Doch auch sein zweites Leben wurde dem engagierten Mann irgendwann zu langweilig, das Leben in Deutschland wieder zu eng. Im Jahr 2000, seine Zwillingstöchter waren gerade in Hamburg geboren, entschlossen sich Ohm und seine Frau, nach Südafrika auszuwandern. Leben Nummer drei begann. Ohm gründete in Kapstadt eine Touristikfirma, bot Eco-Safaris an. Nebenbei organisierte er den Auf- und Ausbau von sozialen Entwicklungs- und Naturschutzprojekten für internationale Firmen. Wenn Ohm von diesen Jahren erzählt, leuchten seine Augen. Immer schneller spricht er, so viel gibt es über Land, Leute und das Leben dort zu erzählen. „Wir hatten eine wunderbare Zeit. Unsere Kinder so unbeschwerte tolle Jahre.“ Doch seine eigene Geschichte und das Leben in Südafrika haben Ohm nachdenklich gestimmt.

So nachdenklich, dass er 2010 zusammen mit einem Unternehmen das soziale Projekt Dibanisa ins Leben rief. Hier werden sozial benachteiligte Kinder mithilfe eines Sport- und Bildungsprogramms unterstützt. Jahr für Jahr wirbt Ohm seitdem das Geld für das Projekt in Südafrika ein, unter anderem mithilfe des Stand-up-Paddling-Events Stand up for Nature.

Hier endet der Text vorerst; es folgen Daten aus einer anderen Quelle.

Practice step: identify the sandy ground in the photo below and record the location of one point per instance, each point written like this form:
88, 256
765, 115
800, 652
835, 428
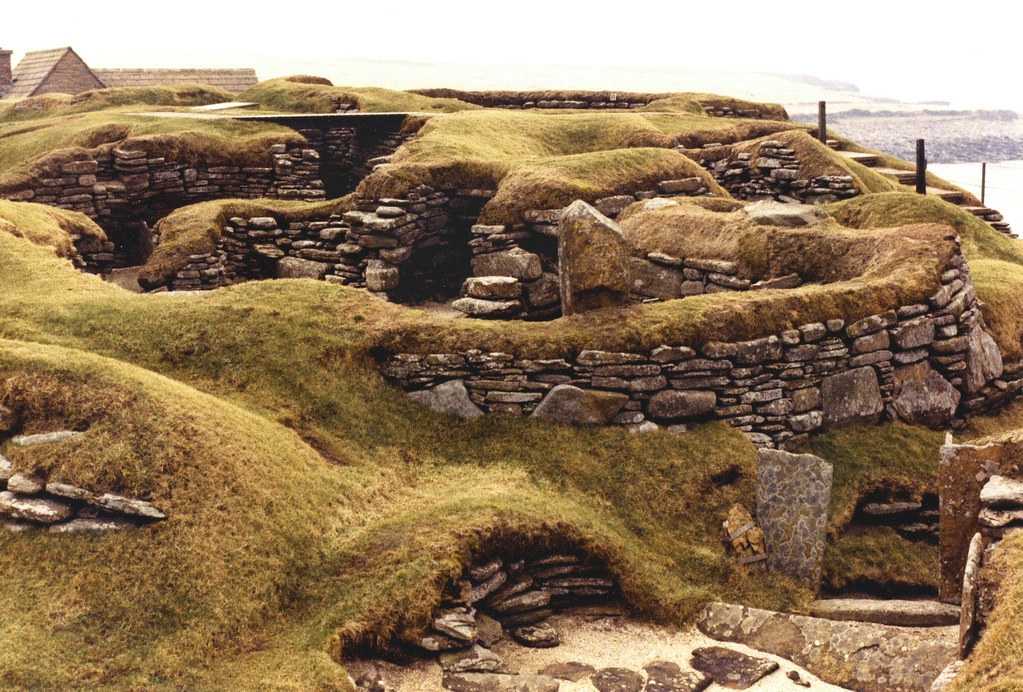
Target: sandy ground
601, 642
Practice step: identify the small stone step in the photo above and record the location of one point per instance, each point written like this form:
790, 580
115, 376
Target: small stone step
869, 160
895, 612
904, 177
952, 196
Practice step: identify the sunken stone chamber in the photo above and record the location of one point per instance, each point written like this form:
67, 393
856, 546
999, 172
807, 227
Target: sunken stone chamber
32, 502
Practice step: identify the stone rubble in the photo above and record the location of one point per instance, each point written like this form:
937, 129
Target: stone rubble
29, 501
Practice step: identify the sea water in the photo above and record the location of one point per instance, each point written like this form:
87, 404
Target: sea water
1005, 185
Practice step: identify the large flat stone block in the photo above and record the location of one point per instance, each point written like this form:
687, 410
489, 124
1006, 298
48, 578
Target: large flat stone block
793, 495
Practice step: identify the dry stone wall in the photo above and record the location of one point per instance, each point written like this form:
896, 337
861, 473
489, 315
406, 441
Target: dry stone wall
931, 362
33, 502
771, 171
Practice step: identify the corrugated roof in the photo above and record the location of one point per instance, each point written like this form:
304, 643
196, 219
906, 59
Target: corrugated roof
230, 80
33, 70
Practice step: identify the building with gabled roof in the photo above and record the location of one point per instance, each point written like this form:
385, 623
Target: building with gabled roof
57, 71
234, 81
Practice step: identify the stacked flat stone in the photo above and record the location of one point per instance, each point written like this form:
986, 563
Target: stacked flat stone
913, 519
516, 596
928, 363
32, 502
772, 171
1001, 515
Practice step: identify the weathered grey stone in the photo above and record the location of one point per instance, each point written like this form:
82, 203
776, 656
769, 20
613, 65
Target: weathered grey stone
382, 276
915, 334
887, 611
515, 262
673, 405
456, 623
87, 525
793, 496
26, 483
922, 396
44, 438
492, 288
1002, 491
668, 677
571, 405
856, 655
852, 396
592, 260
539, 636
570, 671
999, 518
493, 682
474, 659
478, 307
942, 682
448, 397
295, 267
731, 668
786, 215
969, 607
617, 680
122, 505
653, 280
437, 642
33, 509
983, 360
488, 631
544, 292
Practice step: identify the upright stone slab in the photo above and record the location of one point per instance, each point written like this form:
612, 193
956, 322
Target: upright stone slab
592, 260
793, 494
963, 471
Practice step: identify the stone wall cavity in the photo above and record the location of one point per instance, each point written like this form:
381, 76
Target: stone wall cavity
929, 363
772, 171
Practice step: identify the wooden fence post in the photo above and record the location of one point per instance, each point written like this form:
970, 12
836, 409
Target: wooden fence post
983, 183
823, 122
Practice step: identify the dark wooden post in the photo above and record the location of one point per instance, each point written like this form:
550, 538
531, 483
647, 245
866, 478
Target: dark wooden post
983, 183
921, 167
823, 122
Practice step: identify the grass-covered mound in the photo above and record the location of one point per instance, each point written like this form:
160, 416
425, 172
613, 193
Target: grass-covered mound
31, 146
46, 225
538, 160
310, 505
995, 260
306, 94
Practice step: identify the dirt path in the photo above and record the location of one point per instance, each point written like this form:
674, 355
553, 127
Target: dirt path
603, 642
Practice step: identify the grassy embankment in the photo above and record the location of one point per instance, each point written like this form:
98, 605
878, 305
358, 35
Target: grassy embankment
310, 505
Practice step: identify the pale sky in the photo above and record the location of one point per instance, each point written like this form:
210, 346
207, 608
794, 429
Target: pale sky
966, 52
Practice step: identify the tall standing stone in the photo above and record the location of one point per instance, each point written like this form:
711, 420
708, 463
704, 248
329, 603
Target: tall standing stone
592, 260
793, 495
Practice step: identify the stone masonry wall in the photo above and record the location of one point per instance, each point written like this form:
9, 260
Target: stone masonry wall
770, 172
930, 363
426, 244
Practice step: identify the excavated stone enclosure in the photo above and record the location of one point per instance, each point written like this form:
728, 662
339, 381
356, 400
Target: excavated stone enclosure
127, 187
930, 362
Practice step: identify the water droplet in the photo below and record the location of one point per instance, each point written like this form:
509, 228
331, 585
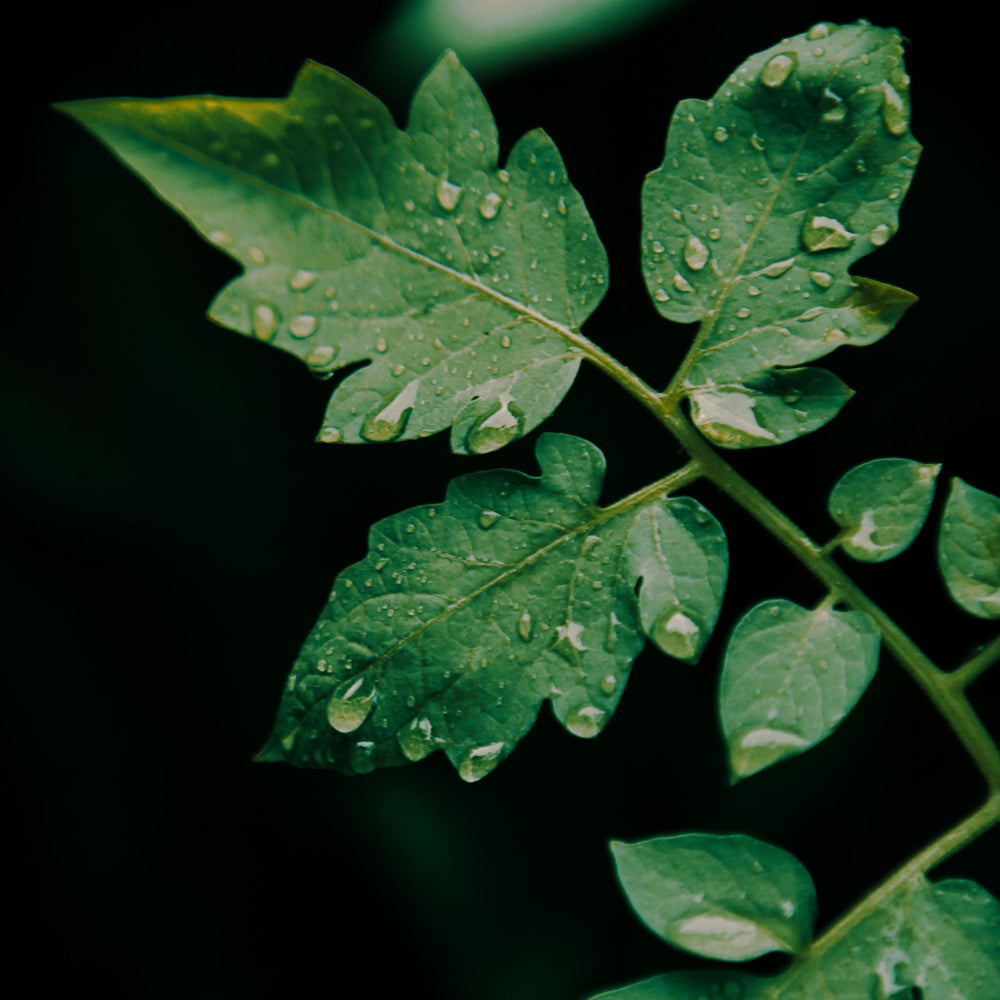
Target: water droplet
821, 232
778, 69
497, 428
363, 757
487, 518
479, 761
302, 325
265, 321
448, 194
389, 422
586, 721
695, 253
880, 235
350, 703
302, 279
677, 634
894, 112
416, 739
778, 268
525, 626
490, 205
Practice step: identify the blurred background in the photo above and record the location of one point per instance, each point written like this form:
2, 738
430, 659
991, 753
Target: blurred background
173, 530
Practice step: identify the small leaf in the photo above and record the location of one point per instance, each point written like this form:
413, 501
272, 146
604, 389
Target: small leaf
729, 897
772, 408
458, 283
943, 938
679, 552
881, 506
969, 549
767, 194
789, 678
466, 615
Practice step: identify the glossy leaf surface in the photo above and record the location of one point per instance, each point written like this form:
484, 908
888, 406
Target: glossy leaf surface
729, 897
881, 506
767, 194
789, 678
935, 941
465, 616
457, 282
969, 549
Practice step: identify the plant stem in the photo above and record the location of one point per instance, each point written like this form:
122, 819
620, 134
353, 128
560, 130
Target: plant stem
939, 686
979, 664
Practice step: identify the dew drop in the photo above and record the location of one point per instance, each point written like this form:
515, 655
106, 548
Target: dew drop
490, 205
265, 321
416, 739
301, 280
778, 69
525, 626
350, 703
586, 721
821, 232
302, 325
497, 428
390, 421
448, 194
479, 761
695, 253
487, 518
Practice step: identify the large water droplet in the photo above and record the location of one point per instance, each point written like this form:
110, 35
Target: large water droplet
894, 112
350, 703
677, 634
448, 194
821, 232
695, 253
265, 320
479, 761
778, 69
416, 739
389, 422
525, 626
586, 721
487, 518
490, 205
497, 428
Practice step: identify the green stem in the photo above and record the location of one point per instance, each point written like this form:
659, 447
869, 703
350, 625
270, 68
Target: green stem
939, 687
962, 677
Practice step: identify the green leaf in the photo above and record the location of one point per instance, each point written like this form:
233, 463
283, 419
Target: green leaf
943, 938
789, 678
460, 284
729, 897
767, 194
465, 616
881, 506
969, 549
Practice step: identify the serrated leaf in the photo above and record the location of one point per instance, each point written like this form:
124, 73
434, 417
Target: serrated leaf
767, 194
466, 615
941, 938
789, 678
881, 506
969, 549
729, 897
457, 282
678, 550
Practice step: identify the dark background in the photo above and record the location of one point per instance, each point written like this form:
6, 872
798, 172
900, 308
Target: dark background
173, 531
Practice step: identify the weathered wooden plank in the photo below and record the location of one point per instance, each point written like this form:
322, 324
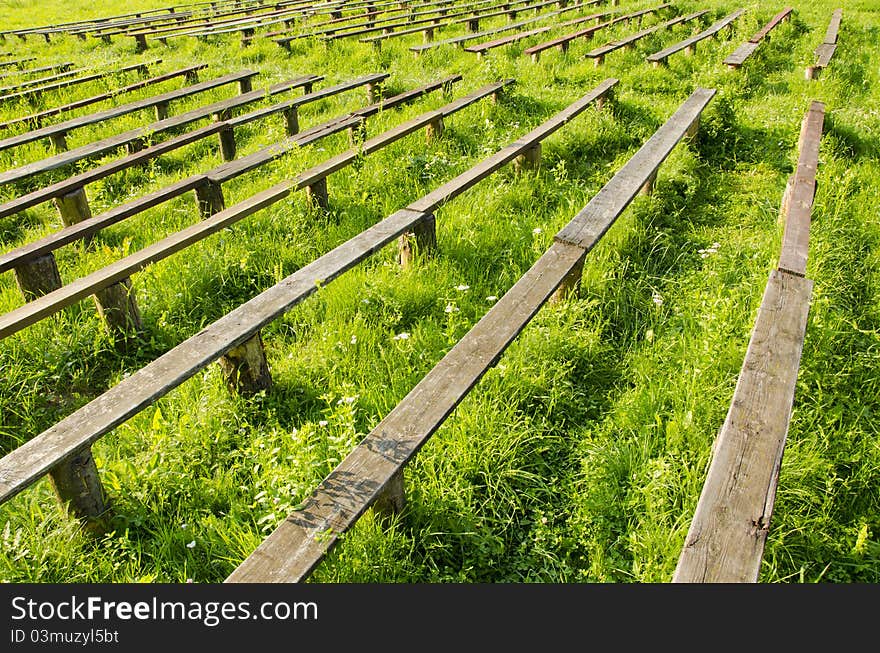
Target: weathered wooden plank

Doch nach zehn Jahren auf dem anderen Kontinent war es Zeit für Ohm, Leben Nummer vier zu beginnen. „Wir haben gemerkt, dass es wichtig war für unsere Kinder, Deutschland kennenzulernen“, so Ohm. Und damit war es Zeit für den nächsten beruflichen Neuanfang ihres Vaters. Der half zuerst bei der Neuaufstellung der Ratsherrn Brauerei und bei der Entwicklung der Schanzenhöfe in Hamburg. Ohm eröffnete dann 2013 in direkter Nachbarschaft zusammen mit seinem Geschäftspartner Patrick Rüther das Braugasthaus Altes Mädchen. Tief hat er sich in die Materie Bier eingearbeitet. Ohm ist ausgebildeter Biersommelier und kennt sich in Hamburgs Braugeschichte aus wie kein anderer. „Ich hätte vorher nie für möglich gehalten, welche Bedeutung das Getränk für die Hansestadt hat“, sagt er. „Hamburg hat die spannendste Biergeschichte Europas.“

Und so gelingt ihm spielerisch der Wechsel zwischen den Welten, die auf den ersten Blick nicht miteinander vereinbar erscheinen. Profisport mit Zigarettenfabrik. Alternativreisen in Südafrika mit Hamburgs Biergeschichte. Und wenn man Ohm genau zuhört, wird Leben Nummer fünf sicherlich nicht allzu lange auf sich warten lassen.